Or, ces espoirs eurent tôt fait de s’évanouir. Après la disparition de Trajan, en 117, le territoire de la Dacie devint le théâtre de la première grande confrontation entre l’Empire romain et les peuples des territoires limitrophes. Les Iazyges et les Roxolans envahirent le deux Mésies. Les luttes n’épargnèrent pas la Dacie, où la situation s’aggrava singulièrement après la mort du vaillant légat Quadratus Bassus, brillant chef militaire. Les Roxolans étaient entrés en guerre par suite de la diminution des subsides versés par Rome, tandis que les Iazyges voulaient obtenir satisfaction de leurs revendications territoriales; de plus, la province romaine nouvellement créée avait séparé, dans la région du Bas-Danube, ces deux peuples apparentés. Hadrien se rendit personnellement d’abord en Mésie, puis en Dacie, où, à Drobeta, «craignant de voir les Barbares occuper les fortifications qui protégeaient le pont et franchir aisément le Danube, il en fit détruire le tablier» (Cassius Dio, LXVIII, 13, 6). L’empereur finit par se concilier avec les Roxolans en s’engageant à rétablir les montants antérieurs des subventions. En ce qui concerne la menace iazyge, il recourut à une formule jusque-là inédite en nommant le valeureux officier de l’ordre équestre Q. Marcius Turbo à la tête de la Pannonie Inférieure et de la Mésie à la fois, ce qui permit à celui-ci d’attaquer les Iazyges simultanément de deux côtés, mais ils cessèrent bientôt toute résistance.

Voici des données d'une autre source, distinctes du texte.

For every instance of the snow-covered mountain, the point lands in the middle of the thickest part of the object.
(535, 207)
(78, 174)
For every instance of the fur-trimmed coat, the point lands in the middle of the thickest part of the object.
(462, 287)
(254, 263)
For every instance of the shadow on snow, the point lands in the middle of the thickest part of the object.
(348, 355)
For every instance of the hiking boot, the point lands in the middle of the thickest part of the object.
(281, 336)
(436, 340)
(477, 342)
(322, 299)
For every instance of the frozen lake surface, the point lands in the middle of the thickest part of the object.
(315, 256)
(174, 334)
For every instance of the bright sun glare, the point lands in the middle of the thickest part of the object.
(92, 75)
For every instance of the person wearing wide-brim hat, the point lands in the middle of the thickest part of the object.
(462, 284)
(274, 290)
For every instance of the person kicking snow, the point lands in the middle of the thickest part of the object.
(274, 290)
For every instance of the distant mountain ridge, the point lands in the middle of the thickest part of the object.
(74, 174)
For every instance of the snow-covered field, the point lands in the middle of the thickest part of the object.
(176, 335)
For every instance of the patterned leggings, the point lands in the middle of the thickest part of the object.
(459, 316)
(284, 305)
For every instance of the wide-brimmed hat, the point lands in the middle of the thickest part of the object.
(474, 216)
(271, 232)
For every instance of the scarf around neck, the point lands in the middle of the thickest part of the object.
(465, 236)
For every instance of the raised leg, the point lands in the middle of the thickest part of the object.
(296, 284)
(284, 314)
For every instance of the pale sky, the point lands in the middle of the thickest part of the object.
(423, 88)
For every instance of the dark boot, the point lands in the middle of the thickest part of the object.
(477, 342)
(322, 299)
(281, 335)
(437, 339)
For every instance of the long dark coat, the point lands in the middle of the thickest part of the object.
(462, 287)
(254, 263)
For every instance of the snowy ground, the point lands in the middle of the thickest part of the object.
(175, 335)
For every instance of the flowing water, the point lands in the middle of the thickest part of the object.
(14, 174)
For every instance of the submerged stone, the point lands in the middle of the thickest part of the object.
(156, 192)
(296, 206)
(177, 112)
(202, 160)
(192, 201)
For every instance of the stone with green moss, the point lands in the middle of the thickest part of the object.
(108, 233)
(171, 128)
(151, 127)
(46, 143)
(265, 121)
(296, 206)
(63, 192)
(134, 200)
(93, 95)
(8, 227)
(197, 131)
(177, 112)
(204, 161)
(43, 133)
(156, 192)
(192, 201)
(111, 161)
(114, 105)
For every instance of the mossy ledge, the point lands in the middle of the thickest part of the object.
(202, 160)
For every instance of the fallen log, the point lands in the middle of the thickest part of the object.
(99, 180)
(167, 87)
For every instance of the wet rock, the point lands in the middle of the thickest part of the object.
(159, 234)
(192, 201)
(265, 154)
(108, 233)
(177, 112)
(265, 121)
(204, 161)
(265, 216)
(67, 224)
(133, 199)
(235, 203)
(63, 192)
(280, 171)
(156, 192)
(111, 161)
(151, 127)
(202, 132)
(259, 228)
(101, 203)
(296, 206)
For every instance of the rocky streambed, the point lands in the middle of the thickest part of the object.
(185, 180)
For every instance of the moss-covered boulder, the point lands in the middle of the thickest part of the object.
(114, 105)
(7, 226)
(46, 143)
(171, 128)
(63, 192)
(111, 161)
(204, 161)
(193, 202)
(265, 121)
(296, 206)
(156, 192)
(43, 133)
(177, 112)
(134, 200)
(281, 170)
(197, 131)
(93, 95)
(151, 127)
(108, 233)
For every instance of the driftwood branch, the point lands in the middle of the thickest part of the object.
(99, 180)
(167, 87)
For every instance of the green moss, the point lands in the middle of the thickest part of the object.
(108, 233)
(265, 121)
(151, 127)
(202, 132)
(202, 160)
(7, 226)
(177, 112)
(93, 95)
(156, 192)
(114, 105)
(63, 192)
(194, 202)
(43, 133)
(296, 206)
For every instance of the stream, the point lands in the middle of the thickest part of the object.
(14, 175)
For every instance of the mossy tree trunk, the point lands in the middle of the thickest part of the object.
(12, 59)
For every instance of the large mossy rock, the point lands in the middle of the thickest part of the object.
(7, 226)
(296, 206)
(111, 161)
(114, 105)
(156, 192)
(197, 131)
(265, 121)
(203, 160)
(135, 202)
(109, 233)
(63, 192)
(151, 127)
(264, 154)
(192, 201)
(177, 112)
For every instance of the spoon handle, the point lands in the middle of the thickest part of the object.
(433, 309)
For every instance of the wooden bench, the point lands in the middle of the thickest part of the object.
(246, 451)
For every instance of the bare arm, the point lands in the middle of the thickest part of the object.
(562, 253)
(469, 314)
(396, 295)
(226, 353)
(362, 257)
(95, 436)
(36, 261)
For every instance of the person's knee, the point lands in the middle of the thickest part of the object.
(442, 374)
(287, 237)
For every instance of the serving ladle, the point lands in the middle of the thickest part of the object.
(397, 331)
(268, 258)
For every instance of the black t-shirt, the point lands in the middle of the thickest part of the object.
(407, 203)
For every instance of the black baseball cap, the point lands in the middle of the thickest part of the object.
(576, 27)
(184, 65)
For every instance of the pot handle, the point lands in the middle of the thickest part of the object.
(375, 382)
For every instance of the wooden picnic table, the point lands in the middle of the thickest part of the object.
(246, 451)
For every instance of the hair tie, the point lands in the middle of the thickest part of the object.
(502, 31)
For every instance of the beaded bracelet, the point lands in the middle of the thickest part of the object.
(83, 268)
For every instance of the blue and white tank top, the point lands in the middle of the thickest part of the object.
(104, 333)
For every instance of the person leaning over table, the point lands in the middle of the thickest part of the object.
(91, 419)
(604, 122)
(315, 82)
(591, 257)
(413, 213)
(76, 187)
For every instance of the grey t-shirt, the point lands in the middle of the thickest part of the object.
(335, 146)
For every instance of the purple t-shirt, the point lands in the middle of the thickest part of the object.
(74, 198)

La guerre sarmate de 116-118 avait montré que l’importance de la Dacie était minime du point de vue de la prévention et du refoulement des attaques ennemies contre les provinces situées au sud du Danube. En anéantissant le royaume de Décébale, les Romains avaient définitivement écarté le péril dace, mais ils avaient en même temps supprimé une zone tampon susceptible d’arrêter les tribus sarmates. Or celles-ci, de plus en plus puissantes, menaçaient déjà non seulement le limes danubien, mais aussi la Dacie, en particulier la région du Temes (Banat) et de l’Olténie. Cavaliers nomades, les Sarmates étaient d’un moindre danger pour la Transylvanie montagneuse mais, alliés aux tribus «daces libres», celtes et germaniques établies près de la frontière septentrionale de la Dacie, ils pouvaient lancer des attaques concentrées sur l’ensemble du limes du Bas-Danube ainsi que sur les frontières de la Dacie. Par conséquent, la défense du limes, singulièrement allongé à la suite de l’annexion de la Dacie, exigeait la présence d’une force armée beaucoup plus importante qu’avant. C’était peut-être pour cette raison qu’Hadrien – dont les conceptions stratégiques étaient de caractère plutôt défensif – envisageait déjà, au {f-40.} début de son règne, de faire évacuer la Dacie (Eutropius, VIII, 6, 2). La situation militaire aurait d’ailleurs entièrement justifié une telle décision. En effet, l’idée de renoncer à des conquêtes de son prédécesseur faites au prix de guerres coûteuses n’était pas du tout étrangère à Hadrien: il ordonna en effet à son armée d’évacuer les territoires occupés au-delà de l’Euphrate et du Tigre. Il finit pourtant par renoncer à son projet et s’employa à réorganiser la défense de la province. Il fit revenir la legio IIII Flavia à son précédent campement en deçà du Danube, à Singidunum (Belgrade), pour renforcer ainsi le limes danubien contre l’éventualité d’incursions iazyges. En dehors de la défense proprement dite de son territoire, les forces militaires de la Dacie devaient surtout jouer un rôle tactique dans les combats consécutifs à l’attaque ennemie. Au lieu d’opérer de manière autonome, son armée ne pouvait, le plus souvent, résister efficacement que conjointement avec celles d’autres provinces.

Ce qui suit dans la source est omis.